Richard changed tack, he didn’t want to offend her. ‘How long have you been living here, Marie-Helene?’ he asked.

‘Six months,’ she replied, ‘in a tiny dolls’ house in Chelsea. My husband can no longer bear to set foot in the salon, it is so small.’

‘You should move out to the country,’ said Caroline, ‘plenty of space out our way.’

Marie-Helene looked at her as though she were from another planet. Parisians understood that the country was for weekends and holidays, certainly no place for a smart woman to bury herself away.
‘No, I am not a provincial person,’ she said, ‘although I must say London is like a third-world city. How can you live in a place where they only collect the garbage twice a week?
I walk down my street and all I smell is old meat rotting in the dustbins. What are we supposed to do with our chicken carcasses between Friday and Tuesday? Tell me that.’

‘Boil them up and make glue?’ suggested Richard.

Marie-Helene scowled at him. ‘I am surprised you do not have the plague here,’ she said, ‘and finding fresh vegetables, it is impossible, I have to drive all the way to Borough
Market just to get some decent salad . . .’

‘She’s right there,’ whispered Mark, ‘it’s a bloody disgrace, this country.’

Clive the butler moved in to top up the glasses. It got on Rupert’s nerves, having him hovering in the background, dressed up to the nines in his dicky bow and tails when all the guests
were wearing what his years in the States had taught him to refer to as smart-casual. All except Caroline, who never came out without a stiff bit of taffeta to hold her together.

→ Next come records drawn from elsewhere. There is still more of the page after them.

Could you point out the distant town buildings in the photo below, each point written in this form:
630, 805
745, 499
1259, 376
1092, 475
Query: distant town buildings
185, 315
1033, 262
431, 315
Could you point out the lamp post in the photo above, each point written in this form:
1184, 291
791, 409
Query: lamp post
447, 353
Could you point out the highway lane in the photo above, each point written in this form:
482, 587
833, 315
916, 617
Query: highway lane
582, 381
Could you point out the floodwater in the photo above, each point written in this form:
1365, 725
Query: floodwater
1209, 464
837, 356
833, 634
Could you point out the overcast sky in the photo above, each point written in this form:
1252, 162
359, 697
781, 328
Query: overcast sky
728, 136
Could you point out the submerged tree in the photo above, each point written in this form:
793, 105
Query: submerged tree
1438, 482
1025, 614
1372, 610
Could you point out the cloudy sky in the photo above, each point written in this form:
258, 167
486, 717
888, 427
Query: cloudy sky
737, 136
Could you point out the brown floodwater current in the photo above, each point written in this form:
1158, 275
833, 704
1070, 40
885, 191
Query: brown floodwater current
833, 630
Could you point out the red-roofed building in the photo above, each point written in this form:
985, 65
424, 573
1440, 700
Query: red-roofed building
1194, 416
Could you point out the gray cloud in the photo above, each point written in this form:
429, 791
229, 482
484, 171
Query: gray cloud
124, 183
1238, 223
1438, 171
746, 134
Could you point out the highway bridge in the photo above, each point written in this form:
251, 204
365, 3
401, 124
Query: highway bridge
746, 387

‘And then the maid was away so I went to the supermarket myself,’ Marie-Helene went on. ‘I filled my chariot and when I got to the checkout I said it was for delivery and they
said they didn’t do deliveries and offered to call me a taxi! Of course, I walked out.’

‘Why don’t you go back to Paris, then?’ said Mark. ‘It’s got to be better than here.’

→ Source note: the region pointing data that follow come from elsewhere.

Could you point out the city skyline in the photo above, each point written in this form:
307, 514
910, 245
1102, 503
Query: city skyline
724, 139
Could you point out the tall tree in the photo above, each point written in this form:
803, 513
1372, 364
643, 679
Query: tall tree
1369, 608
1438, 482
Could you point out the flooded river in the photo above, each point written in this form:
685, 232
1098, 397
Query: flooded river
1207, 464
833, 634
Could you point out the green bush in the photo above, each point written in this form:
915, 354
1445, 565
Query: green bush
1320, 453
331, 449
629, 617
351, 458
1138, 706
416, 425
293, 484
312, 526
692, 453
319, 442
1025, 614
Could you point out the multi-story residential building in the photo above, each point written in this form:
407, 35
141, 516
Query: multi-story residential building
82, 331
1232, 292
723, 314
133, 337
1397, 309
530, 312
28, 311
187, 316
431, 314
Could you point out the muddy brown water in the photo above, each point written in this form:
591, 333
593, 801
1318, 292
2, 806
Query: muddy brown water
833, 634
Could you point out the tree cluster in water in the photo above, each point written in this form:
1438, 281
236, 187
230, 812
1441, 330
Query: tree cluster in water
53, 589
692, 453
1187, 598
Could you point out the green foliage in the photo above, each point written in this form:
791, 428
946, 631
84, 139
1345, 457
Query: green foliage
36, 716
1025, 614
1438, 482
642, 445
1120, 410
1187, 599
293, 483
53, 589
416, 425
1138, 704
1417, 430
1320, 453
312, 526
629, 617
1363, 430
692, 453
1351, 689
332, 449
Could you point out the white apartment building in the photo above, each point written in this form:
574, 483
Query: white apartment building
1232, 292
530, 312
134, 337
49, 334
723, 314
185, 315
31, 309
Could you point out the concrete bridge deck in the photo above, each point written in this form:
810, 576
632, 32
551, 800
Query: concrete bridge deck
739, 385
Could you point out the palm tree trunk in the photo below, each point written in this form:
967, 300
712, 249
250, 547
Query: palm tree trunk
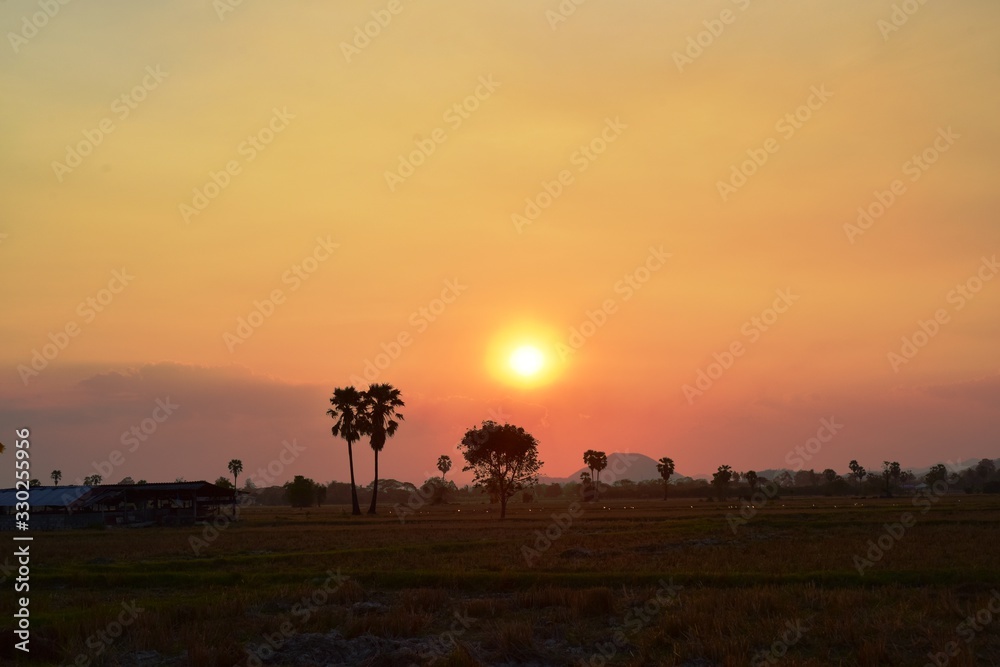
355, 508
371, 510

Marie-Helene puffed in disapproval. ‘Even in Paris, things have become terrible. It’s the same everywhere now, nobody understands good service.’

It was a miracle how she managed to get out of bed of a morning, Rupert thought.

‘I know what you mean,’ said Mark, ‘you can’t even get a decent hotel these days. Whenever I come back from the Cipriani or Parrot Cay and ask myself, yeah, but was it
really,
really
special, I have to be honest and say, no, it wasn’t.’ He nibbled at an olive then removed it from his mouth to stare at it critically.

‘I don’t know what you’re on about,’ boomed Caroline. ‘We’ve had some marvellous hotel holidays, and there’s nothing I like better than loading up at
Sainsbury’s and bringing it all home to the kitchen.’

The final guest was Dr Firth, the handsome psychologist, who was shown in with more than servantly interest by Clive. Lydia had invited him along as light relief; she couldn’t tolerate a
whole room of money people, and the good thing about a posh shrink was that he could move up and down the social spectrum. More importantly, he could be relied on to keep her entertained. His
pièce de résistance
was demonstrating a panic attack, taking a series of deep, short breaths and slowly rising from his seat as they crescendoed faster and faster to a gasping
finale.

‘Good God, Andrew, you sound like you’re having sex,’ said Lydia. Clive looked up from serving the individual lemon tarts, which were garnished with raspberries. He must have
been distracted by Dr Firth’s performance, because when Rupert came to eat his dessert he noticed that a couple of stray baby new potatoes had found their way in among the fruit.